Barbara Cassin, à son domicile parisien, en janvier 2017. Copyright Frédérique Plas/CNRS PHOTOTHEQUE
CNRS Le journal
Publié le 01 mars 2018
Par Louise Lis
Après avoir été commissaire de l’exposition « Après Babel, traduire » au Mucem, l’hiver 2016-2017, vous travaillez à la création de « Maisons de la sagesse ». Quel a été le cheminement de l’un à l’autre de ces projets ?

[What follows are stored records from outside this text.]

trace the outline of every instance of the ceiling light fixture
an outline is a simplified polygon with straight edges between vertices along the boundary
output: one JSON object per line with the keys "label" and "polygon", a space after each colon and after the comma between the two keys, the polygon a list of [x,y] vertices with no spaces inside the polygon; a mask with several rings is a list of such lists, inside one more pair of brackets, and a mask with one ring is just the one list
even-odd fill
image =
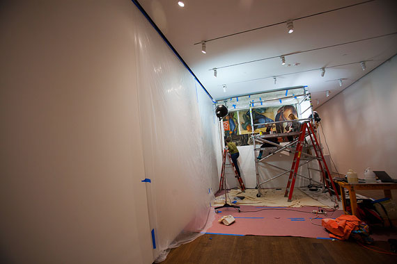
{"label": "ceiling light fixture", "polygon": [[205,54],[207,52],[205,51],[205,42],[203,40],[201,42],[201,52]]}
{"label": "ceiling light fixture", "polygon": [[292,20],[287,21],[287,28],[290,34],[294,32],[294,23]]}
{"label": "ceiling light fixture", "polygon": [[283,56],[281,56],[280,59],[281,60],[281,65],[286,65],[286,57],[284,57]]}

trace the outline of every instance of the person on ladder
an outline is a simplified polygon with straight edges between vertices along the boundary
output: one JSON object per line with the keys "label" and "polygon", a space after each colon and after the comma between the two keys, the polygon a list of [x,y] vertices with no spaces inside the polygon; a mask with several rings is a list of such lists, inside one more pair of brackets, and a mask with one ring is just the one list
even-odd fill
{"label": "person on ladder", "polygon": [[240,156],[240,153],[238,152],[237,146],[233,142],[231,141],[231,137],[227,137],[226,139],[226,145],[228,146],[228,151],[232,158],[234,167],[235,167],[235,170],[237,170],[238,176],[241,177],[241,174],[240,173],[240,168],[238,167],[238,165],[237,164],[237,159]]}

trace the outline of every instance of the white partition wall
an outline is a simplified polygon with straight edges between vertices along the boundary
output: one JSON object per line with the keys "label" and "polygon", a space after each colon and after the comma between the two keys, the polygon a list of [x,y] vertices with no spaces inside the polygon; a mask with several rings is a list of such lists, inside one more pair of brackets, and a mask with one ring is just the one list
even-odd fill
{"label": "white partition wall", "polygon": [[316,109],[341,174],[352,169],[364,179],[370,167],[397,179],[396,73],[395,56]]}
{"label": "white partition wall", "polygon": [[0,33],[0,262],[151,263],[200,231],[212,100],[130,1],[3,1]]}

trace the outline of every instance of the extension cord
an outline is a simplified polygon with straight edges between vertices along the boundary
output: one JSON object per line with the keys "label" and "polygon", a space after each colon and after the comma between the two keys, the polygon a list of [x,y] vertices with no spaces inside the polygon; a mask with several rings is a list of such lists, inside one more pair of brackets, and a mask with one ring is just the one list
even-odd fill
{"label": "extension cord", "polygon": [[313,210],[311,213],[315,213],[316,215],[327,215],[327,211],[324,211],[324,210],[321,210],[321,211],[317,211],[317,210]]}

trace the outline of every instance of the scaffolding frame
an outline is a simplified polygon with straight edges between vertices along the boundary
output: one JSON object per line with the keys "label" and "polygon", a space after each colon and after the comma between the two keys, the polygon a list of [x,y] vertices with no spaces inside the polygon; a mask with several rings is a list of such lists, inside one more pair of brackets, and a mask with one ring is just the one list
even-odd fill
{"label": "scaffolding frame", "polygon": [[[314,124],[314,115],[313,115],[313,104],[311,102],[311,95],[309,92],[306,93],[306,91],[307,90],[305,89],[305,92],[304,94],[300,94],[300,95],[297,95],[297,96],[294,97],[297,98],[297,111],[298,112],[298,117],[302,117],[302,115],[304,113],[306,112],[308,110],[310,110],[310,111],[311,112],[312,118],[311,119],[300,118],[300,119],[298,119],[297,120],[294,120],[294,122],[302,122],[311,121],[311,122],[313,122],[313,124]],[[288,97],[288,98],[290,98],[290,97]],[[302,100],[299,100],[298,99],[299,97],[303,97],[303,99]],[[273,99],[267,100],[267,101],[279,100],[279,99],[283,99],[285,98],[287,98],[287,97],[276,98],[276,99]],[[310,106],[306,109],[302,111],[301,107],[300,107],[301,104],[303,101],[305,101],[307,99],[309,99],[310,101]],[[290,122],[291,122],[291,120],[254,124],[254,119],[252,118],[252,108],[253,108],[254,107],[250,107],[249,111],[251,113],[251,127],[252,127],[251,138],[252,138],[253,145],[254,145],[253,149],[254,149],[254,158],[255,160],[254,160],[254,162],[255,162],[255,170],[256,170],[256,188],[258,189],[258,194],[256,195],[256,196],[258,197],[259,197],[262,195],[261,190],[263,189],[262,188],[263,184],[265,184],[267,182],[270,182],[270,181],[271,181],[275,179],[277,179],[277,178],[279,178],[279,177],[280,177],[280,176],[283,176],[287,173],[289,173],[290,172],[290,168],[285,169],[285,168],[283,168],[281,167],[274,165],[273,164],[270,163],[266,160],[267,160],[271,156],[272,156],[277,154],[283,152],[283,151],[286,151],[289,154],[295,154],[296,152],[296,150],[294,147],[294,145],[297,143],[297,142],[298,140],[297,138],[296,138],[295,140],[292,140],[291,142],[287,143],[286,145],[283,146],[283,145],[280,145],[279,144],[274,143],[274,142],[270,141],[270,140],[268,140],[268,139],[274,138],[279,138],[279,137],[297,136],[297,135],[299,135],[299,131],[294,131],[294,132],[281,133],[272,133],[272,132],[270,131],[270,133],[269,133],[269,134],[262,134],[261,133],[255,133],[255,126],[265,126],[265,127],[266,126],[272,126],[274,124]],[[317,133],[317,130],[315,131],[315,133]],[[309,135],[306,134],[305,135],[305,138],[308,135]],[[262,145],[264,143],[267,143],[267,144],[270,144],[270,145],[274,146],[274,147],[275,147],[276,149],[272,149],[272,150],[273,150],[272,151],[270,151],[265,157],[261,158],[260,159],[258,160],[256,158],[257,157],[257,155],[256,155],[257,151],[265,151],[265,150],[269,151],[270,150],[269,147],[262,148],[262,147],[257,147],[257,146],[256,146],[257,145]],[[306,150],[306,149],[308,149],[309,148],[311,148],[313,146],[311,145],[309,145],[308,143],[308,142],[305,140],[305,144],[304,145],[304,149]],[[322,183],[317,181],[315,181],[312,179],[311,174],[310,172],[310,170],[311,168],[310,168],[310,167],[309,166],[309,164],[310,163],[310,162],[317,160],[317,157],[313,156],[313,155],[307,154],[307,153],[306,153],[306,151],[302,151],[302,155],[304,156],[305,158],[302,158],[302,161],[304,161],[304,162],[302,163],[301,164],[299,164],[299,167],[302,167],[305,165],[307,165],[309,177],[306,177],[306,176],[303,176],[303,175],[299,174],[297,174],[297,175],[300,176],[300,177],[309,179],[309,183],[310,183],[309,184],[311,184],[312,182],[315,182],[315,183],[318,183],[318,184],[322,184]],[[259,172],[259,168],[258,168],[259,163],[264,163],[266,165],[270,165],[270,166],[276,167],[278,170],[281,170],[283,172],[278,174],[275,176],[271,176],[270,179],[267,179],[265,181],[260,182],[261,175],[260,174],[260,172]]]}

Barbara Cassin (1) : Ce qui s’est passé dans et autour de cette exposition sur la traduction m’a donné, et a donné à certains d’entre nous, l’envie, et même le besoin, de ne pas s’arrêter là. Une installation, « Les mots qui vous manquent », présentait dans l’exposition les réponses à la question que plusieurs associations sur le terrain posaient aux nouveaux arrivants, mais aussi à d’autres populations comme des détenus des Baumettes, par exemple : « Quel est le mot de votre langue maternelle qui vous manque le plus ? »

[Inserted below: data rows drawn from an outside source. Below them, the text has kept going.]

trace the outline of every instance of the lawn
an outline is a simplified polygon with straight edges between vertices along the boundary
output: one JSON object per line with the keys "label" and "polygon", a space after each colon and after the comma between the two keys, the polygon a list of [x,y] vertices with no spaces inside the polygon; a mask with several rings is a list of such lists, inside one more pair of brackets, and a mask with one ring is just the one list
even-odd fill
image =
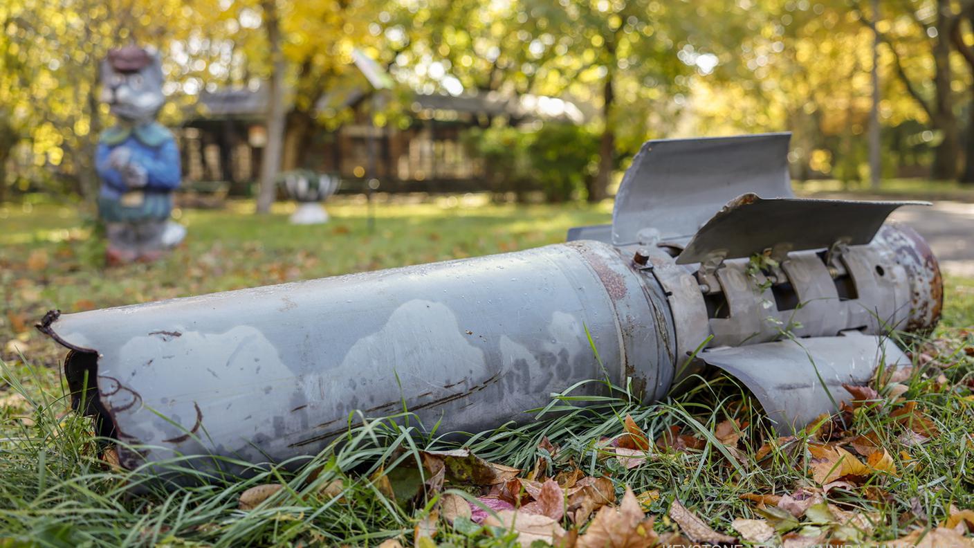
{"label": "lawn", "polygon": [[[963,328],[974,325],[974,281],[957,278],[947,280],[942,327],[911,342],[909,377],[878,381],[868,402],[793,438],[776,438],[749,394],[714,376],[648,407],[619,389],[586,410],[556,397],[561,412],[471,440],[476,456],[435,452],[454,448],[380,420],[297,473],[132,493],[134,479],[99,458],[88,422],[65,412],[62,352],[31,327],[46,310],[514,251],[563,241],[569,227],[611,214],[609,204],[443,197],[380,204],[370,232],[360,201],[330,205],[332,221],[311,227],[289,225],[289,207],[266,217],[244,202],[182,211],[183,248],[113,270],[100,267],[94,223],[72,208],[0,207],[0,546],[518,546],[533,538],[528,528],[579,546],[606,545],[610,529],[629,535],[615,546],[970,542],[974,352]],[[447,471],[441,483],[428,477],[437,467]],[[463,481],[456,467],[480,480]],[[484,520],[472,500],[523,506]]]}

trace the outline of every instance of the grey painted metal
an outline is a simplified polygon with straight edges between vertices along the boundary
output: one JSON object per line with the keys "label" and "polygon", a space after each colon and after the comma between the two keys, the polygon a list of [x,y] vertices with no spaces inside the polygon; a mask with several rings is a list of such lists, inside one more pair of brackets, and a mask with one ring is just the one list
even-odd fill
{"label": "grey painted metal", "polygon": [[793,197],[790,138],[791,134],[781,133],[648,141],[616,196],[613,243],[686,243],[741,194]]}
{"label": "grey painted metal", "polygon": [[[650,402],[707,363],[789,432],[848,398],[843,382],[865,381],[883,357],[900,363],[881,335],[932,328],[943,285],[916,232],[877,232],[904,203],[766,200],[791,197],[787,141],[651,141],[613,225],[573,229],[567,244],[52,312],[39,327],[71,348],[75,408],[84,398],[104,435],[143,446],[120,447],[129,468],[179,453],[229,471],[205,455],[314,454],[350,420],[403,403],[428,426],[477,431],[606,374]],[[749,269],[768,248],[779,265]]]}
{"label": "grey painted metal", "polygon": [[611,246],[575,242],[68,314],[47,329],[75,349],[69,381],[97,354],[92,395],[120,441],[149,447],[120,448],[127,467],[176,453],[281,461],[318,452],[357,411],[403,402],[427,426],[479,431],[606,373],[660,398],[673,328],[646,282]]}
{"label": "grey painted metal", "polygon": [[930,202],[865,202],[762,199],[753,193],[730,200],[693,235],[677,257],[679,264],[751,256],[764,250],[773,255],[826,249],[833,244],[864,245],[893,210],[930,206]]}
{"label": "grey painted metal", "polygon": [[596,242],[612,243],[611,224],[592,224],[589,226],[573,226],[568,229],[566,242],[576,240],[595,240]]}
{"label": "grey painted metal", "polygon": [[857,332],[708,348],[700,356],[740,379],[781,434],[804,428],[823,412],[838,411],[839,402],[851,399],[843,384],[866,384],[878,365],[910,365],[910,359],[889,338]]}

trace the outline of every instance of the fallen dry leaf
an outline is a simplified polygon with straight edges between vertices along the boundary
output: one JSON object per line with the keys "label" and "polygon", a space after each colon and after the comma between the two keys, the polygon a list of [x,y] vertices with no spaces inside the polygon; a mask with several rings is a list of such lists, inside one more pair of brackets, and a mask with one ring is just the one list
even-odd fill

Nous avons obtenu une grande et belle cimaise de mots en langues, formant comme des constellations cartographiées sur un fond nocturne, qui expriment la famille, la marginalité, l’émotion, la communauté, la nostalgie, avec sur un support audio l’explication que les locuteurs en donnent. Telle femme sait dire d’un seul mot arabe – qui lui manque en français – « comment je l’aime ? » : « À-vouloir-mourir-avant-lui ».
Ce travail autour de l’exposition au Mucem en 2017 s’est poursuivi avec les élèves, les étudiants, les professeurs, l’inspection générale, les théâtres, les arts de la rue, les philosophes publics, en particulier au sein de classes plurilingues de primo-arrivants et une installation à la Friche Belle-de-Mai. « Merzi, écrit un jeune Albanais, ça veut dire quand quelqu’un te manque mais plus que ça. »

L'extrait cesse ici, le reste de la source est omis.